Mamma Mia!

Sophie Sheridan (Amanda Seyfried) is a 20-year-old living on a Greek island with her free-spirited mother, Donna (Meryl Streep). Soon to be married to Sky (Dominic Cooper), Sophie has one wish for her wedding: that her father gives her away. The problem is, Sophie doesn’t know who her father is.

Desperate to find him and to make her wish come true, she reads her mother’s diary from the summer she was conceived and learns that there were three men in her mother’s life — Sam Carmichael (Pierce Brosnan), Harry Bright (Colin Firth) and Bill Anderson (Stellan Skarsgard). Sophie writes to them all in the guise of her mother and invites them to her wedding with the hopes that she will recognize her father on sight; that man, according to her girlish fantasy, will be the man who gives her away.

Mamma Mia!, the Abba musical adapted from the hit Broadway show, is the kind of movie whose campiness you just have to give into if you want to enjoy it. I like Abba songs — thankfully, as the film doesn’t go for 15-minutes without a character breaking into song — and I liked the charming cast, so this wasn’t hard for me. Even Pierce Brosnan, who sings like he’s struggling not to choke on a hambone or battling killer indigestion, can’t ruin the joyous Mamma Mia!

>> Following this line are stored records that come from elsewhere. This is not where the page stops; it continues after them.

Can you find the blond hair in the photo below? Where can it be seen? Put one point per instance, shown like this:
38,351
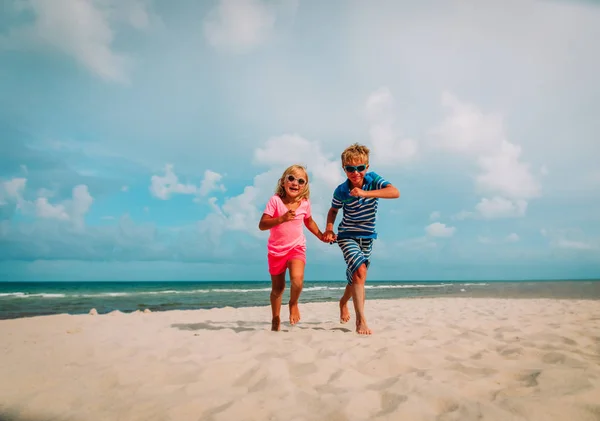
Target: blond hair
355,152
280,190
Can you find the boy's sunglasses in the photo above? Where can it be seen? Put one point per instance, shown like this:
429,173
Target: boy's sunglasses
301,181
352,168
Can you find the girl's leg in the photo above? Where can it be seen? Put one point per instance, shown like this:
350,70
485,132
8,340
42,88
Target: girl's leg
296,267
277,287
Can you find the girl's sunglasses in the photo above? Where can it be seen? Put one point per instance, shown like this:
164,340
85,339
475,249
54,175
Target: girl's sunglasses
352,168
301,181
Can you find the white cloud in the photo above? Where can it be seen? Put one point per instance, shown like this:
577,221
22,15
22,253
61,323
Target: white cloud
572,244
389,148
499,207
242,212
241,25
162,187
470,132
418,243
210,183
512,238
82,29
45,209
569,239
288,149
12,190
73,210
464,215
437,229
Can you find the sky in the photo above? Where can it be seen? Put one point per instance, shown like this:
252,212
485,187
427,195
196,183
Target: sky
141,140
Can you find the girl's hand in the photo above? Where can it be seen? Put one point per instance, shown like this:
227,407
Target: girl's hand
288,216
357,192
328,237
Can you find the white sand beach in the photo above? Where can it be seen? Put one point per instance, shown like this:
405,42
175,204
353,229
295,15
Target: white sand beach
428,359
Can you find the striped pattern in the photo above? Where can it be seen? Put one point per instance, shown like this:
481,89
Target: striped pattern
356,252
359,213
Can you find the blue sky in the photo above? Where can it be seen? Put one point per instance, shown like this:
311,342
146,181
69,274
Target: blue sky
141,139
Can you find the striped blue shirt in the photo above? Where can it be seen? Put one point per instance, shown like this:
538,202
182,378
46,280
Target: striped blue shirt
360,213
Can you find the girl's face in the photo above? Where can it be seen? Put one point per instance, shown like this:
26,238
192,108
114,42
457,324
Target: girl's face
294,183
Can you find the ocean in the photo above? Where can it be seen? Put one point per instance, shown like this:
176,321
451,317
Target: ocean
26,299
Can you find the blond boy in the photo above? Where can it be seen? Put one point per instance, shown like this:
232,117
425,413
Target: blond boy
358,196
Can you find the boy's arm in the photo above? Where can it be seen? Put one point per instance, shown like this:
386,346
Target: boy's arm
313,227
387,192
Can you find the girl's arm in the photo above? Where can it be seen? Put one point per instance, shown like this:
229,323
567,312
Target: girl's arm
312,227
388,192
267,222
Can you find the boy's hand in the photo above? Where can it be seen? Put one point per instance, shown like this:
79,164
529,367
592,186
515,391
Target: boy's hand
288,216
328,236
357,192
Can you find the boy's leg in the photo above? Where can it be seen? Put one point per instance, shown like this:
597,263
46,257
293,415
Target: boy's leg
357,253
277,287
296,268
344,313
358,298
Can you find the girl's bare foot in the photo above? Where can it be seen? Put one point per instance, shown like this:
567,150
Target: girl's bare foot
344,313
362,328
294,314
275,323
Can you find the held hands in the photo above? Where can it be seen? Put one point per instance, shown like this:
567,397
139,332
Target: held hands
358,192
329,237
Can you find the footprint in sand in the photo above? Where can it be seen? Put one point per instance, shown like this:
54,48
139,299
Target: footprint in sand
529,377
390,402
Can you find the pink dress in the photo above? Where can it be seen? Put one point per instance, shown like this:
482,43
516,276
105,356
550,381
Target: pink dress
286,240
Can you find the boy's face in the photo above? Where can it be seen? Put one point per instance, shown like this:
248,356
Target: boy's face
355,170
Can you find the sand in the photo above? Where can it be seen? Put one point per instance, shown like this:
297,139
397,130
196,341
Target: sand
428,359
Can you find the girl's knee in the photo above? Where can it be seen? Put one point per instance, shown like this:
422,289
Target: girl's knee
297,280
277,290
360,275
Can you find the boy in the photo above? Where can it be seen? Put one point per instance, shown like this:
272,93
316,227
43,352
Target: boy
358,196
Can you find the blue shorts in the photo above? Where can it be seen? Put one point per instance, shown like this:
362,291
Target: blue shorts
356,252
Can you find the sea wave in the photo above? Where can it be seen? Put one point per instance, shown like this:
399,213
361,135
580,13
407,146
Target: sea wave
115,294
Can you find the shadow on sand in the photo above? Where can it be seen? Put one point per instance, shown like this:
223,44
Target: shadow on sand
243,326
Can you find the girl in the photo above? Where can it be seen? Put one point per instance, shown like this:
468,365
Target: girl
283,215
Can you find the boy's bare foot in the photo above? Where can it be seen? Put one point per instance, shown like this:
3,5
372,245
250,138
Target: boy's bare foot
294,314
344,313
362,328
275,323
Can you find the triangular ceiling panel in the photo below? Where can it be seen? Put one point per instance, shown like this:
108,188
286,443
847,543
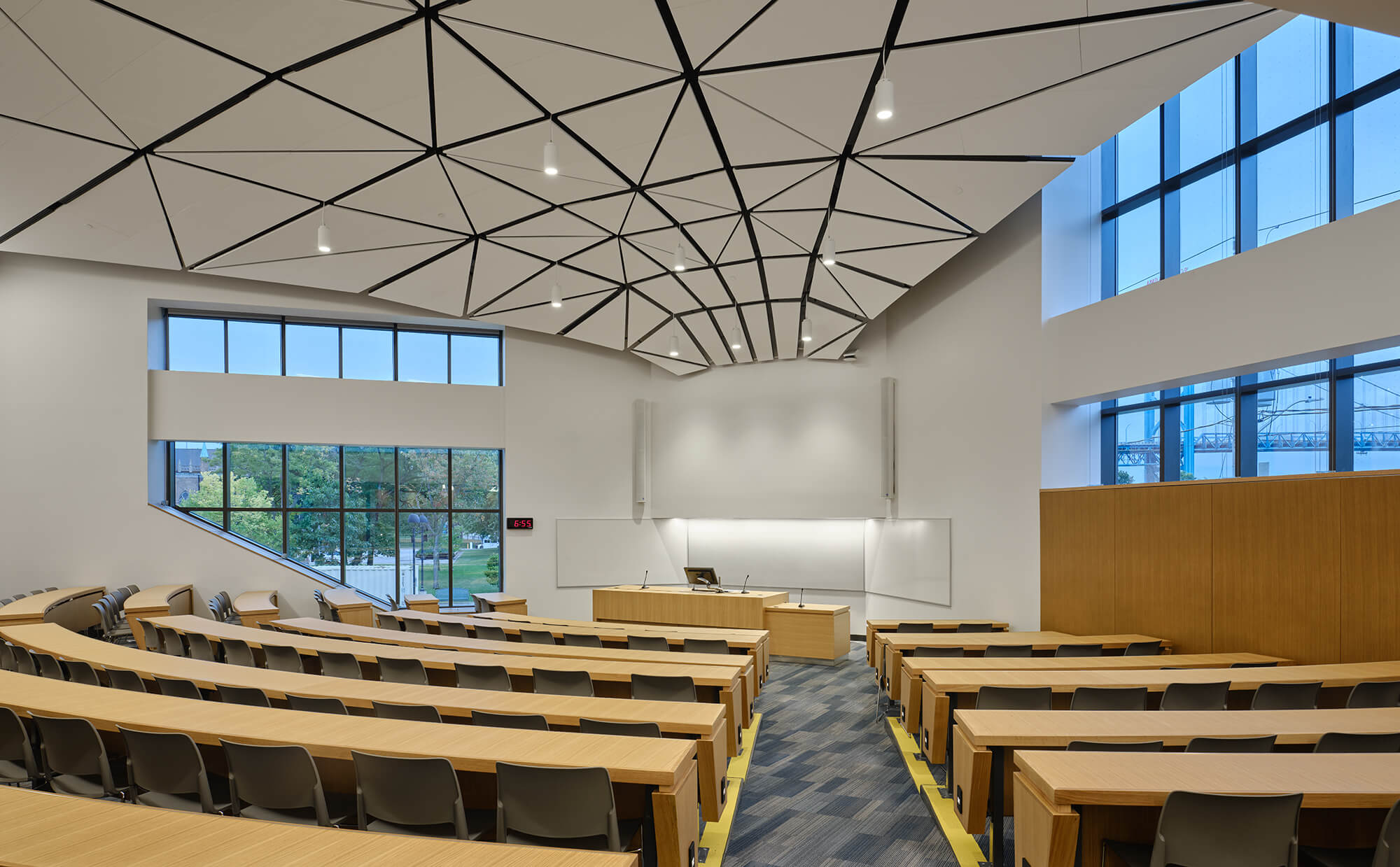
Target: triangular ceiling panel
438,286
120,221
40,167
468,98
386,80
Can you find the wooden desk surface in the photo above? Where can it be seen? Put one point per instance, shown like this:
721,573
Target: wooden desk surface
31,609
1147,778
46,830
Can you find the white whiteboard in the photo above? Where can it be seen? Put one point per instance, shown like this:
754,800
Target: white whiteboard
604,551
911,558
817,554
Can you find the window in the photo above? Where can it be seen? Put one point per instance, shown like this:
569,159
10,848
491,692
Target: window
275,347
1296,132
386,521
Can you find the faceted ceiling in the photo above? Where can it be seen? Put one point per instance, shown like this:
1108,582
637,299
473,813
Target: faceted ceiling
218,137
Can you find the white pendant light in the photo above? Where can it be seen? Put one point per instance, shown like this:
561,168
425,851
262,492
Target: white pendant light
884,92
324,234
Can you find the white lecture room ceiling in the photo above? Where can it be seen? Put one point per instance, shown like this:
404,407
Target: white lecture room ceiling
216,136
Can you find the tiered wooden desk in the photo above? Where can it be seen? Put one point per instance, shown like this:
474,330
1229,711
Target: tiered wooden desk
743,665
876,627
500,602
160,600
913,668
985,739
257,607
71,607
976,644
666,768
1063,796
705,722
46,830
716,684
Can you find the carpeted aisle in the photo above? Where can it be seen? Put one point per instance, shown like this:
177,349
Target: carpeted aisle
827,787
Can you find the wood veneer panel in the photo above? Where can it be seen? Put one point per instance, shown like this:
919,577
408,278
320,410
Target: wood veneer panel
1163,564
1278,568
1371,568
1077,561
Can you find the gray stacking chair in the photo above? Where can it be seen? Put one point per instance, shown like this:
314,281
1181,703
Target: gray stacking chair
166,770
663,689
279,784
565,808
1196,697
402,670
484,677
564,683
1220,831
534,722
419,796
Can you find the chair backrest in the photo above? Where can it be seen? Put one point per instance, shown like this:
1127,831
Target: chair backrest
645,642
1287,697
166,763
1014,698
484,677
915,628
422,714
1233,745
706,645
1227,831
284,658
664,689
1196,697
48,666
72,746
317,704
534,722
1115,747
408,792
82,673
402,670
1339,742
15,747
1110,698
454,628
937,652
243,696
589,726
276,777
1009,651
1080,651
491,634
564,683
1376,694
121,679
570,808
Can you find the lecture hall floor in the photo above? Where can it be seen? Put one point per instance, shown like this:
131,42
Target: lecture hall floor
827,787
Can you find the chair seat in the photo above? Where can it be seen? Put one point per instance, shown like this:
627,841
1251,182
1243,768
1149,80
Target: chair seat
1314,857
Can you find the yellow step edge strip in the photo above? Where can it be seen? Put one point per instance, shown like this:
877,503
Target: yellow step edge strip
964,845
716,837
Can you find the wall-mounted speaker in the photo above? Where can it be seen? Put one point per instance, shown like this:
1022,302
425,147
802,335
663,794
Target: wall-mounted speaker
640,451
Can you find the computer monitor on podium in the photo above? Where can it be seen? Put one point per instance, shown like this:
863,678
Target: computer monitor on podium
702,577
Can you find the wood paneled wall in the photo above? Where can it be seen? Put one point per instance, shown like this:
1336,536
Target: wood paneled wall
1306,567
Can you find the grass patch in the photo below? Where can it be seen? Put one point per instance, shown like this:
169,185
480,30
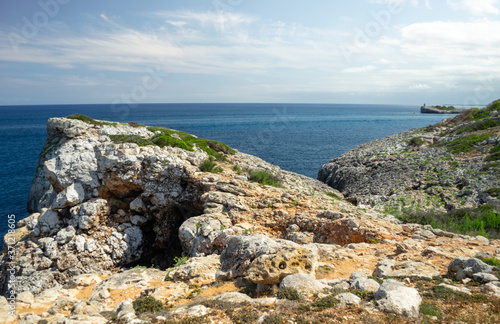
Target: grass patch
264,177
288,293
484,220
466,143
209,165
147,304
167,137
90,120
324,303
444,293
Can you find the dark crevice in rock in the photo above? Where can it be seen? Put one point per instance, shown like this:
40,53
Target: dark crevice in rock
161,242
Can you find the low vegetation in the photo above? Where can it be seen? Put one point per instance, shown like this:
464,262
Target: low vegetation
465,144
90,120
484,220
209,165
147,304
264,177
167,137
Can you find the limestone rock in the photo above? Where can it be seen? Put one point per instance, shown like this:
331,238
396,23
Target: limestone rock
394,297
199,270
264,260
69,197
304,284
389,268
198,234
348,299
461,268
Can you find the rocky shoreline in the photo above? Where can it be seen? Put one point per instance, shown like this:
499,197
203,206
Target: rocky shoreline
136,224
433,110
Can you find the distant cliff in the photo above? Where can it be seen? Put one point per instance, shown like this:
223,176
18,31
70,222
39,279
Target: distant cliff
438,110
453,164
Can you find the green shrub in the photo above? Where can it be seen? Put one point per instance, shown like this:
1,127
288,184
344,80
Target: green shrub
288,293
178,261
484,220
416,141
264,177
209,165
147,304
430,310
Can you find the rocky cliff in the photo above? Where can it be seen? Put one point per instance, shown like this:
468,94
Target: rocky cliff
450,165
135,224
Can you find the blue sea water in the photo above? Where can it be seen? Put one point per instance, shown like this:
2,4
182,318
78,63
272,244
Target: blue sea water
296,137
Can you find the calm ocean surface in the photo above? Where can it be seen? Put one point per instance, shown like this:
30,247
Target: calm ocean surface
296,137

It opens with the movie’s strongest singer, the wonderful Amanda Seyfried. (All of the actors, for better or worse, sing their own songs.) As she sings “I Have a Dream”, we see her drop three envelopes into the mail to each of her potential fathers. Soon after, in a scene in which she’s telling her friends about reading her mother’s diary, she breaks into a cheeky version of “Honey, Honey”, imagining, from her mother’s point of view, that wild summer of love: “Honey, Honey, oh, how you thrill me!” This is a perfect example of how the Abba songs, rather than being a weird distraction, in fact help to flesh out the story and a character’s personality. In a short time, we understand Sophie’s poignant longing to know her absent father and we’re reminded how young she is, giggling like a teen about her mother’s formerly wild ways.

Meryl Streep proved in Adaptation that she is hilarious if given the right material, and she really lets loose in Mamma Mia!. Traipsing around the island in overalls and sneakers, Streep as Donna is a middle-aged baby boomer, and her blond hair and goofy gait make her resemble her young daughter from far away. Although Streep’s voice isn’t as technically lovely as Seyfried’s, her acting fills in where the notes crack. During the most moving song of the film, “Slipping Through My Fingers,” it’s easy to forget that Streep is singing as she bids her daughter goodbye on the eve of her wedding, so well does the song, and her performance, work to heighten emotion rather than call attention to itself.

One shouldn’t get the impression that Mamma Mia! is over serious or maudlin, though, at least most of the time. Shortly after Donna’s best friends, the high maintenance Tanya (Christine Baranski) and eccentric Rosie (Julie Walters), arrive on the island, Donna reveals that she is upset that these men from her past have arrived right before Sophie’s wedding, and that she doesn’t know which one is Sophie’s father. “I was a stupid reckless little slut,” she says, despondently. “You sound like your mother!” rebukes Tanya, and in place of the requisite chick flick pep talk, Tanya and Rosie sing “Dancing Queen” with sex toys as microphones while Donna jumps up and down on her bed. In the world of Mamma Mia!, being middle aged means never having to say you’re sorry.

And what about the men? In a funny interview with Stellan Skarsgard in the DVD bonus disc, he says, “This film is written, produced, directed and designed by women, which means that we three men are the bimbos of the film.” Although this is an exaggeration, and the film does give us a sense of their own histories and middle-aged regret, let’s just say that the men in this film are easy on the eyes. And then there’s the dance sequence involving at least 30 shirtless men dancing on a pier…

Ultimately, what makes Mamma Mia! work is that, like an Abba song, deep emotions, good writing, and spirited performances are wrapped up in a disarmingly fun package. This romantic comedy, drama, and musical hybrid, mimics the teen emotions of an Abba song, never letting sadness get in the way of joy. Stripped of irony (or at least grooving on its own campiness), filled with sweetness, and longing for an unembarrassed hope, Abba is a guilty pleasure. And I suspect Mamma Mia! will become one, too.

Bonus features include sing-along on-screen lyrics; interviews with Abba member Bjorn Ulvaeus, the actors, director, producer and screenwriter; outtakes; deleted scenes; and

behind-the-scenes rehearsals showing the actors learning how to sing.